Jours sauvages

Claire Cantais

Éditions Syros, 2 juillet 2020,   p., 16,95 €

Mes Lectures Syros

Chronique jeunesse du mercredi

jours sauvages

4e de couv.

Semaine 1 : Apprendre à Survivre.
Semaine 2 : Survivre ! Ils ont entre 13 et 15 ans. Ils ne se connaissent pas. Mais ils sont inscrits ensemble à un stage bushcraft dans les Pyrénées cet été. Le bushcraft, c’est « l’art de vivre dans les bois ». Sans toit, sans nourriture, sans rien. Certains sont prêts à se donner à fond, d’autres feraient n’importe quoi pour ne pas être là. Mais pour tous, un même défi : dépasser ses limites.

Ma chronique :

Nous allons partir vers l’aventure être en Ariège loin de tout, coupés du monde sans technologie. Ce que la magnifique couverture nous promets l’histoire le tient largement.

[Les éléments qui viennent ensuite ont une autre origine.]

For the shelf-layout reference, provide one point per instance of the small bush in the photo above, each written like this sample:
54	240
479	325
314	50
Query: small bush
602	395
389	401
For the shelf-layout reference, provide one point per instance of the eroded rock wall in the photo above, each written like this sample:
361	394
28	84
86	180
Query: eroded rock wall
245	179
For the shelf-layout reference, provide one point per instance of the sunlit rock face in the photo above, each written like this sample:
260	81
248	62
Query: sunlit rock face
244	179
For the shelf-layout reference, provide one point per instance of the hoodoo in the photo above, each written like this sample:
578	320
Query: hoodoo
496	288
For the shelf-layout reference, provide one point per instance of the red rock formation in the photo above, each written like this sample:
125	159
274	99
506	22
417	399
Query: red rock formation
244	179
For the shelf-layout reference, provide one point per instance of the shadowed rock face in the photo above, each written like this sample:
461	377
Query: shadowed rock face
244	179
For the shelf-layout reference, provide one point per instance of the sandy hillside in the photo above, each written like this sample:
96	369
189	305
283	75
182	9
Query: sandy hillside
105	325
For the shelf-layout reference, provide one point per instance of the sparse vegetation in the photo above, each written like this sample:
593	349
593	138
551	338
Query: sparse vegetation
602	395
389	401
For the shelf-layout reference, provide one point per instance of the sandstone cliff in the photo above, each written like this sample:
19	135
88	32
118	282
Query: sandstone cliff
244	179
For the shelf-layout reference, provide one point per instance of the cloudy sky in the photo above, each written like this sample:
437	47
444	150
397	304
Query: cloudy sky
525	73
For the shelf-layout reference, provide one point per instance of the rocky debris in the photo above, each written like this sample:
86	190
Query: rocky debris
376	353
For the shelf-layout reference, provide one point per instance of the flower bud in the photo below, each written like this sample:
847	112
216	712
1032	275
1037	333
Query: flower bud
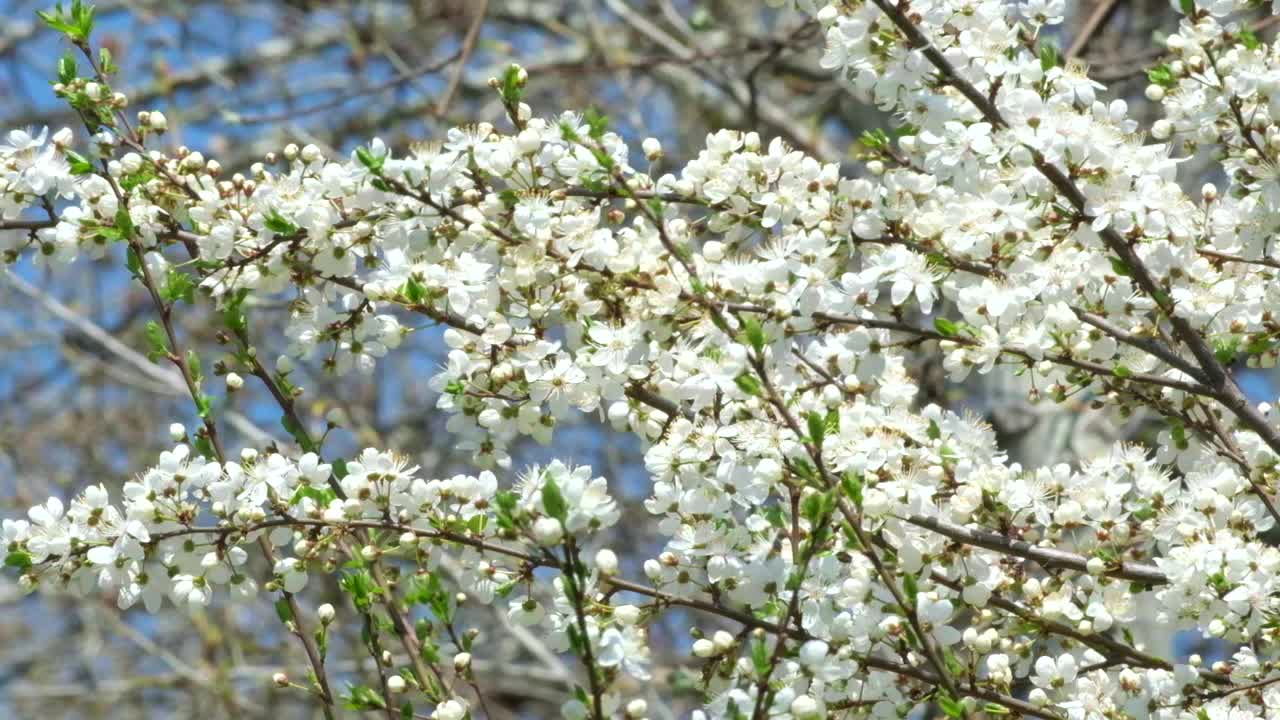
805	707
451	710
626	615
723	641
652	149
548	531
461	661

Dans un premier temps on découvre Angelo dans le premier chapitre inaugural alors notre attention va se focaliser sur ce personnage qui va jouer le rôle principal.

L’histoire va être ponctuée par les jours qui passent avec une date en début de chapitre rassemblés en trois parties, j’allais dire en trois actes. La rencontre avec les illusions qui vont vite perdues, l’action-aventure, et le drame final qui était latent.

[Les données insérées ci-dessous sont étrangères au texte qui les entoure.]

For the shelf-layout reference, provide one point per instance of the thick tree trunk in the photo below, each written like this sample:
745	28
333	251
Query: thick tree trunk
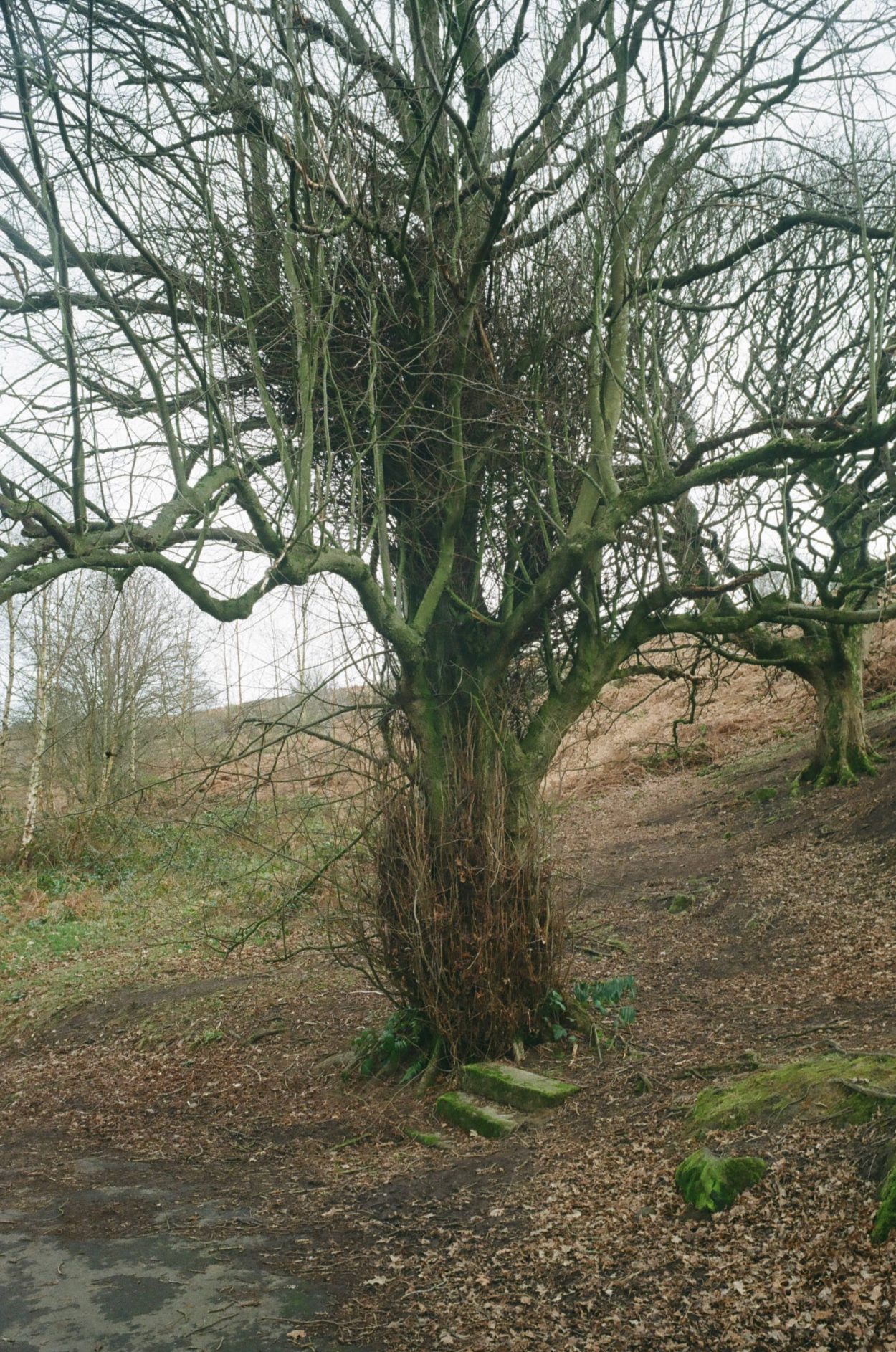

On découvre les histoires des autres personnages sur le chemin de la gare et l’aventure va démarrer par cette rencontre dans le train et le premier positionnement des personnages, sept ados aux personnalités différentes et un accompagnateur.

Puis entre certains chapitres on découvre une autre histoire plus inquiétante écrite en italique, celle d’un petit garçon Thierry qui a un parcours de vie très difficile. Cette touche dramatique laisse entrevoir que tout ne va pas se passer comme prévu. On ne sait pas de qui il s’agit, même si on a vite des doutes.

Ces sept ados de la région parisienne vont se retrouvé propulsé dans les Pyrénées ariègeoises loin de tout, sous la surveillance de trois adultes qui se révèlent avoir des comportements assez étranges. Ils se posent des questions et nous aussi. Les méthodes employées sont assez extrême. Ils vont se rendre vite compte qu’entre le dépliant et la réalité il y a un fossé. Tous les ados n’étaient pas préparés ni vraiment partants au départ. Il y a un certain degré de violence qui s’installe. Perte des repères habituels.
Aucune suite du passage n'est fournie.